I don't yet know how I feel about the proposed closure of BBC 6Music. On the one hand, most of the podcasts I listen to are recorded for 6music, and I am worried about them losing financial support. On the other hand, I am a podcast listener and never listen live to the radio. I've never been able to listen to the same station all day and be consistently entertained by it; it makes much more sense for me to take the tidbits that I like and listen to them whenever I feel like it.
So in a way, I don't care if 6music closes as long as Adam and Joe find a way to continue making the podcast. While 6music is a good station for supporting presenters and music artists that find it difficult to get a foothold in a purely commercial environment, the internet is also pretty good at doing that. The only trouble is, people still haven't quite figured out how to make money from creative products in an internet culture where most things are given away for free. Maybe some hostile conditions will force the improvisation required to find the solution to this problem.
The BBCs behaviour on this matter bothers me not so much because it's hostile, but because it seems like it might be based on an outdated way of viewing the public. The BBC likes to break people down into age groups.
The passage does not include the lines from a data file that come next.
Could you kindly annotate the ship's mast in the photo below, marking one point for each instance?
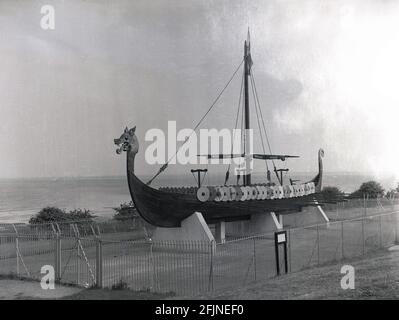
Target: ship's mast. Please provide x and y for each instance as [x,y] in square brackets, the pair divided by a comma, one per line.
[247,136]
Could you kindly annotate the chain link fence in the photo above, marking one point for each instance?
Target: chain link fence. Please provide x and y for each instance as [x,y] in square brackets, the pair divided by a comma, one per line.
[184,267]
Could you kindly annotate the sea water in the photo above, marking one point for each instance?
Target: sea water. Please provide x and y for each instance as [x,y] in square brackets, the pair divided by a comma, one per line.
[22,198]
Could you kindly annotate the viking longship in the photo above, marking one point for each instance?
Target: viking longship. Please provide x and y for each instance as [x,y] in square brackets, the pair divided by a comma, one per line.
[167,207]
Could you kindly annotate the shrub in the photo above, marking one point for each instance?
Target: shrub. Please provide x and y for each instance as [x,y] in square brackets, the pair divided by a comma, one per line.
[54,214]
[332,192]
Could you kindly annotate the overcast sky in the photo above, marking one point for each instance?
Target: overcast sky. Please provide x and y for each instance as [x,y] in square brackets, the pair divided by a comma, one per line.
[326,74]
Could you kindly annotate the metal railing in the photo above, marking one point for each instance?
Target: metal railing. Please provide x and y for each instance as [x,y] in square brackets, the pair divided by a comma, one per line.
[189,267]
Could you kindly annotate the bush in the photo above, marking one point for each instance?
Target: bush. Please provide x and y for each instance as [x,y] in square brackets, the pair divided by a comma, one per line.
[54,214]
[126,211]
[371,189]
[332,192]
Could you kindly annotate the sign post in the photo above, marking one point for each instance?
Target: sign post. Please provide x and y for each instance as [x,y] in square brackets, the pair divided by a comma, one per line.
[280,238]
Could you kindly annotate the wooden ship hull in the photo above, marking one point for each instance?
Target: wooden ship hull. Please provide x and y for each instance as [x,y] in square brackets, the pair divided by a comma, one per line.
[168,209]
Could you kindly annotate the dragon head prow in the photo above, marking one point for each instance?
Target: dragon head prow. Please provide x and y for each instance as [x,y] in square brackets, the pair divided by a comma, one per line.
[127,141]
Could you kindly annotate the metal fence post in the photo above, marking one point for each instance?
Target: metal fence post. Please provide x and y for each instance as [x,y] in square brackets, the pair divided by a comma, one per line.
[254,253]
[99,264]
[363,239]
[210,280]
[17,251]
[57,257]
[16,247]
[342,239]
[380,227]
[289,249]
[318,245]
[396,228]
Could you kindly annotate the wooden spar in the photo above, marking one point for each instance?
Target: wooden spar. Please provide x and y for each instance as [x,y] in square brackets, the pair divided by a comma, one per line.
[247,66]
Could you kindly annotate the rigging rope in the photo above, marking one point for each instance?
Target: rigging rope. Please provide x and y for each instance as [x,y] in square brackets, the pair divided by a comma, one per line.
[196,127]
[260,129]
[263,122]
[235,127]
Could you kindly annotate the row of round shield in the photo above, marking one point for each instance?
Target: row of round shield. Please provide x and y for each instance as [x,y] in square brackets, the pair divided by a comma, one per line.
[241,193]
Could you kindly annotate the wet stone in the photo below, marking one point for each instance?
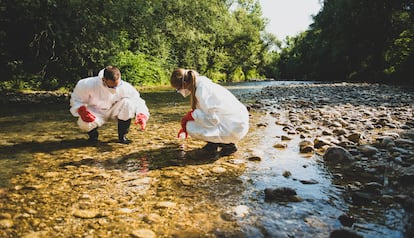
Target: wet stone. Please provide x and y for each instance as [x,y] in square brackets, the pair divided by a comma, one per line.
[86,214]
[6,223]
[143,233]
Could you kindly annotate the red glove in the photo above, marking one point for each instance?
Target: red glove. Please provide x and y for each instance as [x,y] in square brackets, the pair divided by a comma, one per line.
[182,131]
[141,119]
[85,114]
[185,119]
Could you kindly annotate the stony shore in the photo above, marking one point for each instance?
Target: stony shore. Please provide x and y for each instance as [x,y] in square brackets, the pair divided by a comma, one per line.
[363,132]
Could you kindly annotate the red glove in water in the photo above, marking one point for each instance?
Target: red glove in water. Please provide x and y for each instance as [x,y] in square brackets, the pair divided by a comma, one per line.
[141,119]
[85,114]
[185,119]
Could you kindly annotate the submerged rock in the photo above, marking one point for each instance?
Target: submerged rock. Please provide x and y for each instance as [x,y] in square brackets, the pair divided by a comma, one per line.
[337,154]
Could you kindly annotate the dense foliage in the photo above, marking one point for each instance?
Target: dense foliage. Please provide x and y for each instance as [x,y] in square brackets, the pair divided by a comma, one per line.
[51,44]
[353,40]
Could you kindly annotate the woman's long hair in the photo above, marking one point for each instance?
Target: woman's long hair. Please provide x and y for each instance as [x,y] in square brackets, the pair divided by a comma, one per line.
[179,76]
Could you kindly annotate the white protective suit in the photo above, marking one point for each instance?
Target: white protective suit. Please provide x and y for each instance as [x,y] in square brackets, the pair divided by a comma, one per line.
[105,103]
[219,116]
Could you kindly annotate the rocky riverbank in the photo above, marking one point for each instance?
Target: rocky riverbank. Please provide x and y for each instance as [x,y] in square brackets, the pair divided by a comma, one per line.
[364,132]
[159,186]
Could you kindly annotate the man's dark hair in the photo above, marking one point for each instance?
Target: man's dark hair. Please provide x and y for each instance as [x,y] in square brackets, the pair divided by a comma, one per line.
[112,73]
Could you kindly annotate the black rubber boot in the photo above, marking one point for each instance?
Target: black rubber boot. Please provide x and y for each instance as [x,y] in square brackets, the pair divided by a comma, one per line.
[93,135]
[227,149]
[123,129]
[210,147]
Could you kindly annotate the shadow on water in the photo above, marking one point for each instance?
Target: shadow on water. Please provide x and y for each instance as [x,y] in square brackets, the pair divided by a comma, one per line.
[50,146]
[143,161]
[51,131]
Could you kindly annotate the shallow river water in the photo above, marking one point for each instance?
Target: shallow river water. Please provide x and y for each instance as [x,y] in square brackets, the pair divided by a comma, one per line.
[53,184]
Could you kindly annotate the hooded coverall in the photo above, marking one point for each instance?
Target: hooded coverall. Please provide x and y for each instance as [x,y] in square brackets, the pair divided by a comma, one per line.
[219,116]
[122,102]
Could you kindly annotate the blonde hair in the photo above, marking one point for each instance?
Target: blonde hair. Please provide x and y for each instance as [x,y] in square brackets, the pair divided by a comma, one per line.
[179,76]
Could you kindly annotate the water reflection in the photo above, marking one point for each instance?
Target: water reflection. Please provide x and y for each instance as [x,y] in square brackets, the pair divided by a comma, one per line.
[49,141]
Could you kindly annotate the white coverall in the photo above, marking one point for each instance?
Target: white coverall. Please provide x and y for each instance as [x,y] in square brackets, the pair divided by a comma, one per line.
[105,103]
[219,116]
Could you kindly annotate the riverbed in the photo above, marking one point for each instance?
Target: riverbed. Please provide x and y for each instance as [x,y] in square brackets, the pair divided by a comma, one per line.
[54,184]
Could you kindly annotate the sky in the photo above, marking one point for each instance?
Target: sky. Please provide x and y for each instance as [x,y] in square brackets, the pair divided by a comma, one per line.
[289,17]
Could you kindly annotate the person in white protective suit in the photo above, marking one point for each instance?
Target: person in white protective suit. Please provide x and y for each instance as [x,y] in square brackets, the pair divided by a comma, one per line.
[96,100]
[216,115]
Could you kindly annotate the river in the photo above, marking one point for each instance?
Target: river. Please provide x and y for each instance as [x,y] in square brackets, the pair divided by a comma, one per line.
[53,184]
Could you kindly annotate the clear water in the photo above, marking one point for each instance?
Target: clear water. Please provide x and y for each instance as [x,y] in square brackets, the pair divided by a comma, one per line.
[26,130]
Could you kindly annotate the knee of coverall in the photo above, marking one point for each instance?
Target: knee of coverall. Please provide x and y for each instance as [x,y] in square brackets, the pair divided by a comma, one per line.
[125,109]
[88,126]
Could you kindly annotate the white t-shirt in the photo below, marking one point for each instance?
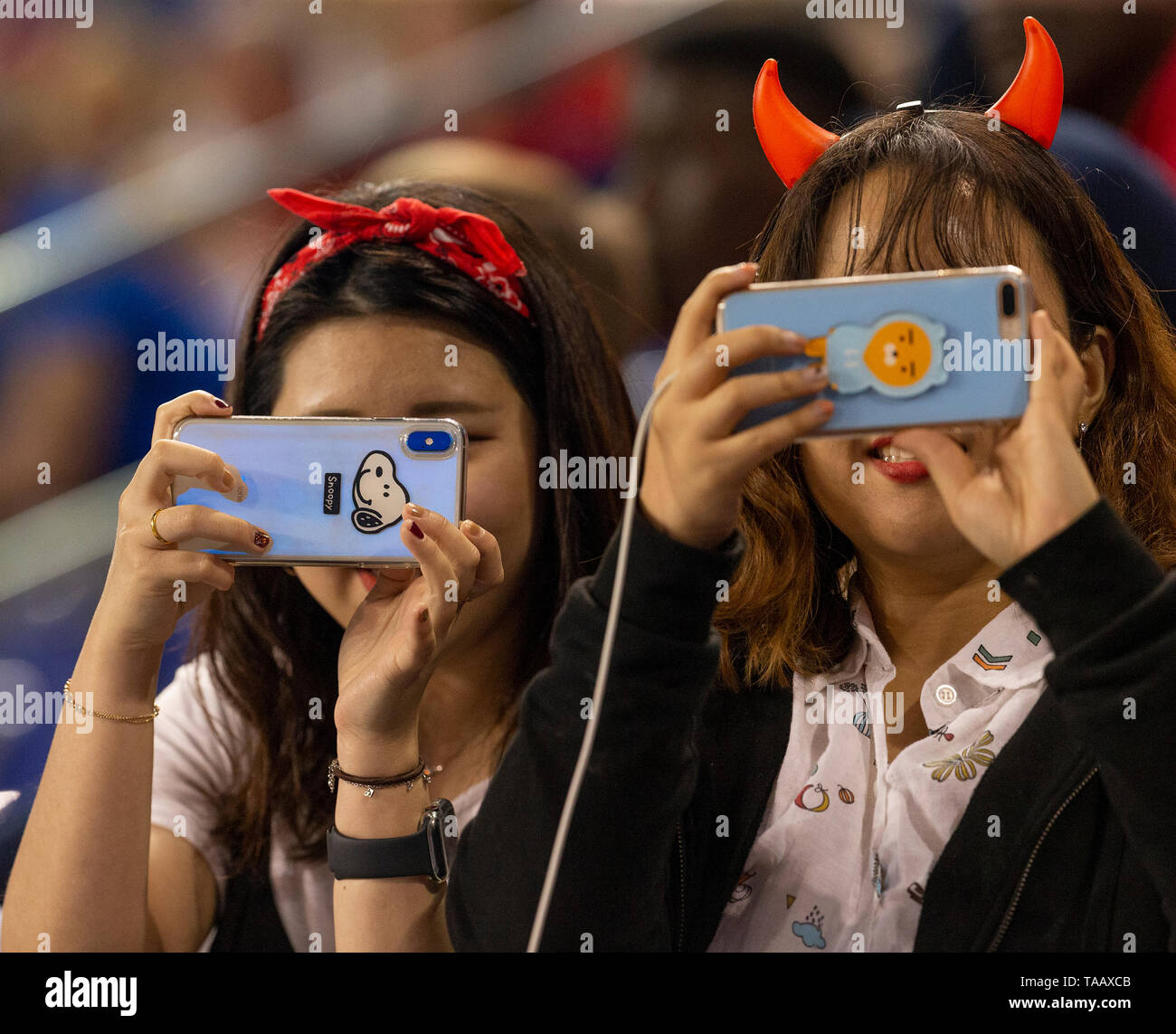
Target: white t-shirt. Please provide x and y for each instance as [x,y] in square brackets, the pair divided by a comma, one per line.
[192,767]
[848,837]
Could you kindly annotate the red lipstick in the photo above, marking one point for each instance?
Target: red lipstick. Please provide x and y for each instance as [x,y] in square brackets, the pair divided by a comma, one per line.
[905,472]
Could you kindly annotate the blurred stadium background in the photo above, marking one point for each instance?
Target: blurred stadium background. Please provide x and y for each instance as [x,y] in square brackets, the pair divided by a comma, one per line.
[604,120]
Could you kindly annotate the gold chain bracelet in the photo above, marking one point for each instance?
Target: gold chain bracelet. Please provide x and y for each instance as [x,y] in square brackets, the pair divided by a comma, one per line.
[128,719]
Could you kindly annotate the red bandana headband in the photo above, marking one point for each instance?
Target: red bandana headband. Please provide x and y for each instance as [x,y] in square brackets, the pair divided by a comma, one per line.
[466,240]
[1033,104]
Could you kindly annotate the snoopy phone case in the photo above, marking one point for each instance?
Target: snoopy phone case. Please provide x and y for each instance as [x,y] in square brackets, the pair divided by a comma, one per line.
[902,349]
[329,489]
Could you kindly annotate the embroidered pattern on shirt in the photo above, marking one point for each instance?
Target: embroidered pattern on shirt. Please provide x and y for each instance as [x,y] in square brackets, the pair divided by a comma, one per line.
[811,932]
[963,764]
[989,662]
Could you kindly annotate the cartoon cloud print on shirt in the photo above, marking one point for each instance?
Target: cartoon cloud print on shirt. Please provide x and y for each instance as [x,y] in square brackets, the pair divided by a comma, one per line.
[377,496]
[900,355]
[811,931]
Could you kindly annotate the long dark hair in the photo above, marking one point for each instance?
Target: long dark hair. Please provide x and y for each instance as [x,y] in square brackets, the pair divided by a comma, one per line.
[968,186]
[271,650]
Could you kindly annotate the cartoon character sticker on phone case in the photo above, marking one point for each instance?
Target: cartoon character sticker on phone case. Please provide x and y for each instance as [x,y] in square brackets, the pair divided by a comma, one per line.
[379,497]
[900,356]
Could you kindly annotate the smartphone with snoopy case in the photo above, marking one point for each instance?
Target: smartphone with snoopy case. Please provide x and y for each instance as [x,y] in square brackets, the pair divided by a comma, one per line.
[902,349]
[329,489]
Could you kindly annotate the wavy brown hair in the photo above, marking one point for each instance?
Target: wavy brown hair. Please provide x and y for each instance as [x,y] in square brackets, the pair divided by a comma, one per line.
[971,190]
[271,650]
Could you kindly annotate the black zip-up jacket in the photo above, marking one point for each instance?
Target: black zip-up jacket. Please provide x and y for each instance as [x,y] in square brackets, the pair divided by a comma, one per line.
[1086,854]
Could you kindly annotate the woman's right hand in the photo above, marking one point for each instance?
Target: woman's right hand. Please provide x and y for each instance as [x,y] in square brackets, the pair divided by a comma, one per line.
[140,606]
[695,469]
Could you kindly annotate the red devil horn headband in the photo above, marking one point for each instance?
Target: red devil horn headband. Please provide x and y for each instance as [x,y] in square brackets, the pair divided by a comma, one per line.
[470,242]
[792,142]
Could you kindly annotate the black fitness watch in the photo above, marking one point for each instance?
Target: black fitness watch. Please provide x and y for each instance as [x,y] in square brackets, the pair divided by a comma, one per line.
[424,853]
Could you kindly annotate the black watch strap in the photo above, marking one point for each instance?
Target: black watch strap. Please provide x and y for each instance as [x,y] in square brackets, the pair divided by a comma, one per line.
[423,853]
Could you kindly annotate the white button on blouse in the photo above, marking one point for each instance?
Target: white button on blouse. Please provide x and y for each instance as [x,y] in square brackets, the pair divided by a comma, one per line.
[848,838]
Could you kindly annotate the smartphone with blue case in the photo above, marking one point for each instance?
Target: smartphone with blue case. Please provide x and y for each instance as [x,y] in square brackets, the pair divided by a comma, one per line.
[329,489]
[902,349]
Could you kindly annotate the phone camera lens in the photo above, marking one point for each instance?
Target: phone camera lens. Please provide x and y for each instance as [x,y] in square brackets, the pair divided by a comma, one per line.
[430,441]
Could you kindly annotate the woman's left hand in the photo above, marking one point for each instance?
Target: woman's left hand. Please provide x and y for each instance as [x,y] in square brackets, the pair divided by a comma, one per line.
[393,640]
[1038,484]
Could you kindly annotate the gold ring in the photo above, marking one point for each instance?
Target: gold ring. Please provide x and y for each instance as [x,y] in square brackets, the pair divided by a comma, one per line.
[154,531]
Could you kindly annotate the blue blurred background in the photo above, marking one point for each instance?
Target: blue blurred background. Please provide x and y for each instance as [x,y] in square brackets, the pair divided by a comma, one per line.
[144,145]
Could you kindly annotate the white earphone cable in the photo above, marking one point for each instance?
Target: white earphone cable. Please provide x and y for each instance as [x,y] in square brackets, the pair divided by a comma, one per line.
[606,655]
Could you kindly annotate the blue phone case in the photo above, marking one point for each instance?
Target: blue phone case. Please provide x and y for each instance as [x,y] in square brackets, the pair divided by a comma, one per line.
[329,489]
[902,349]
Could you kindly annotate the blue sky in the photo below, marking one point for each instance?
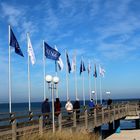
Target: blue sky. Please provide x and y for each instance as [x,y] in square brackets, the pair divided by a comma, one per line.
[106,32]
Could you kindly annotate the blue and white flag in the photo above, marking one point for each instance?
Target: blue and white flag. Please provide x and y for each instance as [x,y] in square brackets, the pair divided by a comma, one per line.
[51,53]
[14,43]
[101,71]
[30,50]
[82,67]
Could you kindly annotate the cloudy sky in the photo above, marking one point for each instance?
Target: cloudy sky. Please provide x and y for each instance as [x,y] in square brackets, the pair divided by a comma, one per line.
[106,32]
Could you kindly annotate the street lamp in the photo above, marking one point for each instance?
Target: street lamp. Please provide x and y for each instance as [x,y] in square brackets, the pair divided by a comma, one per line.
[52,81]
[94,95]
[108,94]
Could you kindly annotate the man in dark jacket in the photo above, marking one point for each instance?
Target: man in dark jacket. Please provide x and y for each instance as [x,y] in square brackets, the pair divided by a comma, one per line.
[45,109]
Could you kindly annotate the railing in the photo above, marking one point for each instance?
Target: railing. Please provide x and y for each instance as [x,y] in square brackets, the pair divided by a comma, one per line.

You're supposed to listen to Radio 1, 2 or 4 depending on your position within a set of three age brackets. I'm not convinced that people are going to continue identifying with their age group that strongly anymore. In the same way that we can't talk to our neighbors anymore because geographical communities have become less important, similarly I don't think people have a lot in common with each other just because they are the same age. I think nowadays we build out identities based on the products and activities we consume, rather than choosing which products to consume based on our existing identity.
Stations such as 6music that are pitched at a taste group rather than an age group have staying power even as the information age erodes preexisting community boundaries. Stations that are pitched at age groups assume the existence of a majority mass culture that in ten years time will have all but disappeared.